Learn to be comfortable with the fact that everyone won’t like, listen to, or believe you. Because the more you add to your original defense, the weaker it will appear.
You’ll also introduce more room for error. And it would be a shame for a memory lapse to cause an otherwise solid defense to fail.
Remember that it’s only your job to present the truth. Not to make others believe it.
I’m confident that my defense removes any ammo my accuser has left. So now the only claims she can bring against me are accusations of neglect—which don’t matter since I’m not her parent—or causing hurt feelings—which isn’t a crime in America yet.
I presented the truth one time, and now there’s no need to address her claims again.
Every accusation doesn’t deserve a response. So stay true to what really happened, and let people think what they want afterwards.
5) Don’t Even Fake It
These accusations have made me realize the importance of the Bible’s command to, “Abstain from all appearance of evil.” (1 Thessalonians 5:22 KJV)
It’s not enough to just avoid evil acts. You have to avoid situations where you could possibly do them too.
For instance, plenty articles on false accusations describe how to protect yourself against false rape claims. But if someone can accuse you of something like rape without an obvious fabrication, you are in over your head.
You can’t reach the point where a verdict is decided by a “yes” or “no.”
It’s one of the many reasons you shouldn’t sleep around in the first place. You are putting your life in the hands of someone who could easily change their mind in the morning. And you have to stay out of that gray area.
Remember to guard your character at all times. You never know when you’ll need to fall back on your integrity.
For example, I remember one conversation I had with a friend a few years back, and my accuser happened to be in the room.
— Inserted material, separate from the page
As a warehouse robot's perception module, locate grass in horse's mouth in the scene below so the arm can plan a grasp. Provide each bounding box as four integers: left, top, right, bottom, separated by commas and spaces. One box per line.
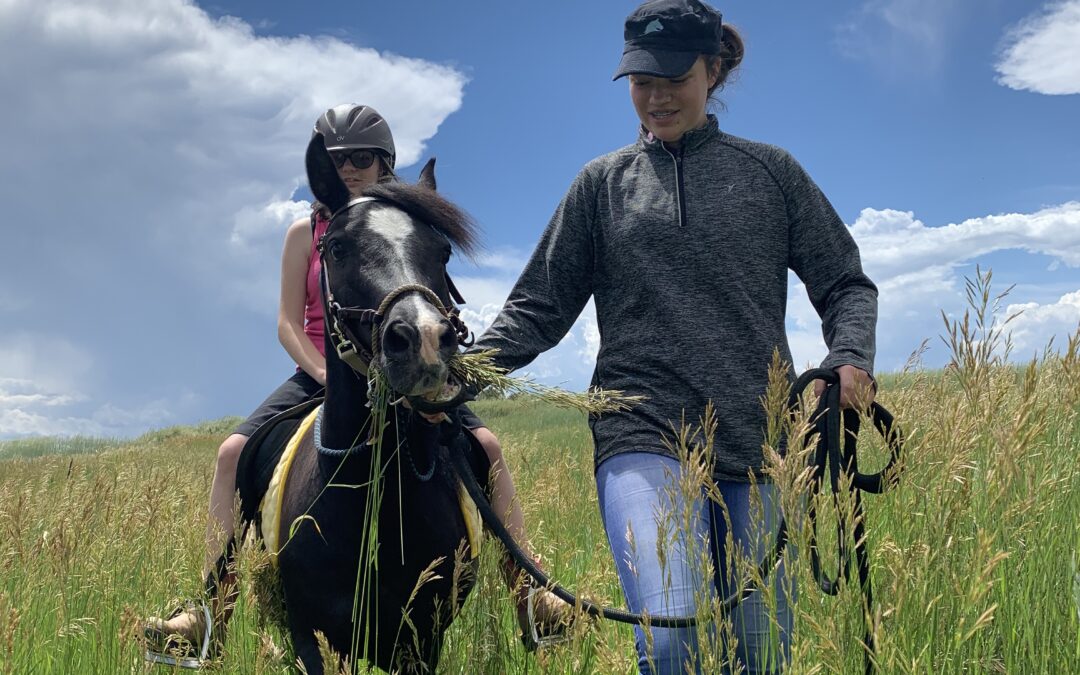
421, 380, 461, 403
My friend noticed that I received a few glances of interest from girls. So out of the blue he asked, “Drew, how many girls do you get?”
He chuckled while asking the question, so of course it wasn’t anything serious. He didn’t ask about anything explicitly sexual either.
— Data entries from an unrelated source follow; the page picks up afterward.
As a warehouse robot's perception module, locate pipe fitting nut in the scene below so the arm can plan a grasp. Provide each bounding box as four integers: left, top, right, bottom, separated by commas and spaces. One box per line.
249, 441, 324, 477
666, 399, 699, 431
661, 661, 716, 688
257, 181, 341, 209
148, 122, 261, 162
So being the joker I am, I said something along the lines of, “I don’t know. I lost count.”
Then the both of us laughed it off.
But there’s a chance my accuser heard those words and immediately assumed the worst.
It would have been ridiculous to say something like:
“I’m sorry sir, but I am a Bible-believing man of God who has accepted the challenge to live righteously. How dare you imply that I live such a heinous lifestyle?!”
So I had a quick laugh and moved off the subject.
But even this could have added to her claims. So now I try not to even joke about stuff like that—at least not when I’m around people who barely know me.
You should do the same. But don’t limit your efforts to watching your tongue:
Always dress in a respectable manner.
Avoid the crazy nighttime venues—they’re magnets for people like my accuser.
And please don’t go to a hotel room belonging to a member of the opposite sex.
Presentation always matters.
Avoid the appearance of evil, and it’ll be impossible to even accuse you.
Grant Me That Chance
I’ve had enough headaches from my past relationship, and I’d rather not think about it anymore.
But it was important to defend myself here before any other false info leaked.
I hope none of it came across as too aggressive though. I wrote all of this to clear my name, not to get revenge.
From all I’ve seen, read, and now experienced, real victims don’t go out of their way to destroy their abuser’s life. They just want justice and a chance to finally move on.
So if anything else comes up about this, please remember this point and grant me that chance.
Contrary to what some people think, I don’t hate my accuser, and I hope she’s able to turn her life around.
If there was a normal version of her who didn’t have what she had, I’d love to meet her. But the ship has sailed on anything between me and the real her.
All I want now is peace and the freedom to live a good life. And I’m sure that’s all you want too.
So remember who you are, take a stand for the truth, and then defend it with your life.
And who knows? Someone else may come to your defense if you do.